Manitoba already requires all mature elk and farmed deer to be tested after death. The program, however, will add a mandatory third-party inventory for the first two years, plus every three years afterward. An accredited veterinarian will administer the program, as well as submit a yearly inventory report, including identified animals, which animals entered or left the farm, destinations, certification status of any farm the producer got animals from, deaths and escapes and CWB lab results.
“The report must account for every cervid over 12 months of age that has died, and must state that all the records that the owner is required to keep have been examined and found satisfactory,” the CFIA says.
Regular herd veterinarians can get accredited through the CFIA district offices, McIsaac said. The veterinarian plays a larger role in the new system and will be needed for more time on farm, something McIsaac admits will raise costs for producers.
“The biggest thing is the biosecurity measures,” McIsaac said. “That is the biggest change in all this.”
The new policy has been met with dismay from Manitoba’s elk industry.
Ian Thorleifson, president of the Manitoba Elk Growers Association, says they support a robust monitoring system, but called the CFIA changes, “poorly conceived.”
“We consulted with CFIA for many years looking for improvements to the program and were not able to come up with significant improvements beyond what we were doing at the time,” he said. “We had the herd certification program in place. I think that we’re very supportive of the herd certification program, but they have made it extremely difficult, and especially difficult for people who are in areas where CWD has never been diagnosed.”
Thorleifson said program requirements make it difficult to get and remain certified. He has also taken exception to the rule that a producer must be part of the program if the CFIA is to intervene or compensate the farmer. The result, he fears, might create a foothold for the disease in provinces like Manitoba, should a farm not be registered, contract CWD and then continue to operate.
“You have a farm that is not participating in the herd certification program. Then, it comes down with a CWD positive for whatever reason, there could be a variety of reasons, and CFIA says, ‘No, (we’re) not going to do anything about it.’ Then you’ve got a naive province with a disease on a farm, no evidence of where it came from and the possibility of it spreading to elsewhere, and we really don’t think that’s good management,” he said.
John Eisner of Swan Valley Elk Ranch also argued that producers may lose certification, not due to negligence, but from chance, if an animal is lost.
The program exempts producers from submitting heads if an animal is lost to fire, theft, predation where the head is gone or “any other reason or circumstance over which the owner could not reasonably be expected to have control, resulting in the destruction or disappearance of the body, such as a flood.”
Those may not cover all scenarios, Eisner said.

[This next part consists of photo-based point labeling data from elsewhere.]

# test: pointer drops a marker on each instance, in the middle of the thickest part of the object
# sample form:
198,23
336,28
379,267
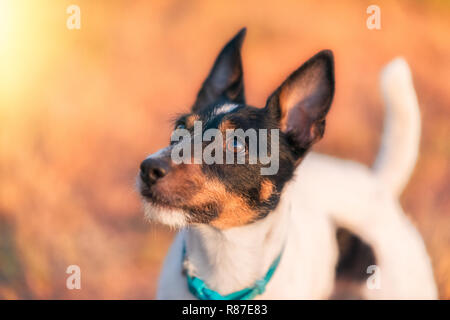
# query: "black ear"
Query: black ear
225,81
302,101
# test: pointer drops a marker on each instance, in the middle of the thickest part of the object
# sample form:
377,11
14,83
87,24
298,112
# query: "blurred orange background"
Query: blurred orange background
79,110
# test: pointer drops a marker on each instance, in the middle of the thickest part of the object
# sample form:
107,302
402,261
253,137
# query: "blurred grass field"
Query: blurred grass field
79,110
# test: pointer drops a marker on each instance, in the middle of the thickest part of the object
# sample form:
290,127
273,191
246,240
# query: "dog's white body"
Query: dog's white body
325,194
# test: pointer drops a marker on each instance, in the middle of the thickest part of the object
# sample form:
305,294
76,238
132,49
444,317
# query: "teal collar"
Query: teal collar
200,290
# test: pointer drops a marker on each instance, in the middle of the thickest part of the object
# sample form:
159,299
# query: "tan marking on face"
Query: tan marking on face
266,190
191,119
235,211
180,183
226,124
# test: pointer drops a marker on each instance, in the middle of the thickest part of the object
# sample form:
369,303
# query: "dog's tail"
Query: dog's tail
400,141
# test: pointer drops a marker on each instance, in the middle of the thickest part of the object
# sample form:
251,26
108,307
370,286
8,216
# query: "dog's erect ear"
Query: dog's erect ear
225,81
302,101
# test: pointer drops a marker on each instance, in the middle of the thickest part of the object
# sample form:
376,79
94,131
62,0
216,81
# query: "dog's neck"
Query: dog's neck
233,259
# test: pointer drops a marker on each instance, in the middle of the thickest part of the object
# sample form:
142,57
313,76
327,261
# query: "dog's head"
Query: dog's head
224,194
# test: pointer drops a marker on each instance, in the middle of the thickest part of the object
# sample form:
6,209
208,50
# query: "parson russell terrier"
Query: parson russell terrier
319,228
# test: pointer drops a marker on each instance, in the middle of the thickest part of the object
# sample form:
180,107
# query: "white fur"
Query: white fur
324,194
401,134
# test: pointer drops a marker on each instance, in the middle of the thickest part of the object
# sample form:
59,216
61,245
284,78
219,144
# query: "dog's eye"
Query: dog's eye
180,126
234,145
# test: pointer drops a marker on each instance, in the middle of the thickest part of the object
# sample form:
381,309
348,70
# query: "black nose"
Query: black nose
153,169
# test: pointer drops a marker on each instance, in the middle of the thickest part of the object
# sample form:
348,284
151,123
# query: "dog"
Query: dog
244,235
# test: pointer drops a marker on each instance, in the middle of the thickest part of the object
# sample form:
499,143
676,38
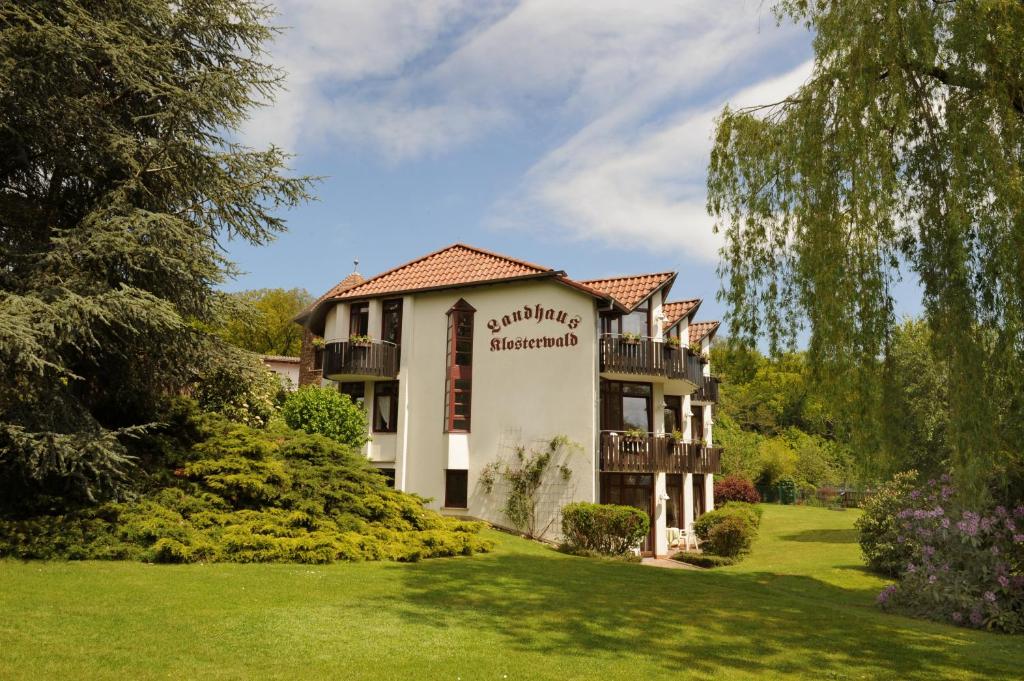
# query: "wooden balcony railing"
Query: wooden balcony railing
654,453
374,359
646,356
708,392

He, himself, has had animals go missing without explanation.
He has not decided whether to join the certification program.
“I really agree with a good solid program and I think Manitoba has it,” he said.
The Manitoba Elk Growers Association says April is still too soon for regulations to be put in play. Thorleifson also pointed to research looking for a viable live test. Thorleifson would like to see those tests in place before changes like the ones proposed by the CFIA.
“For them to impose those changes and drop CWD management, to a certain extent, into the lap of the province, we think is inappropriate and unfair and, again, poorly considered,” he said. “I think there should have been a lot more discussion between the provinces and various stakeholders with CFIA about these particular changes.”
CFIA consulted with stakeholders through 2016. Thorleifson admits that his organization has been in discussion with the CFIA for years, but says they saw little interaction after changes were proposed.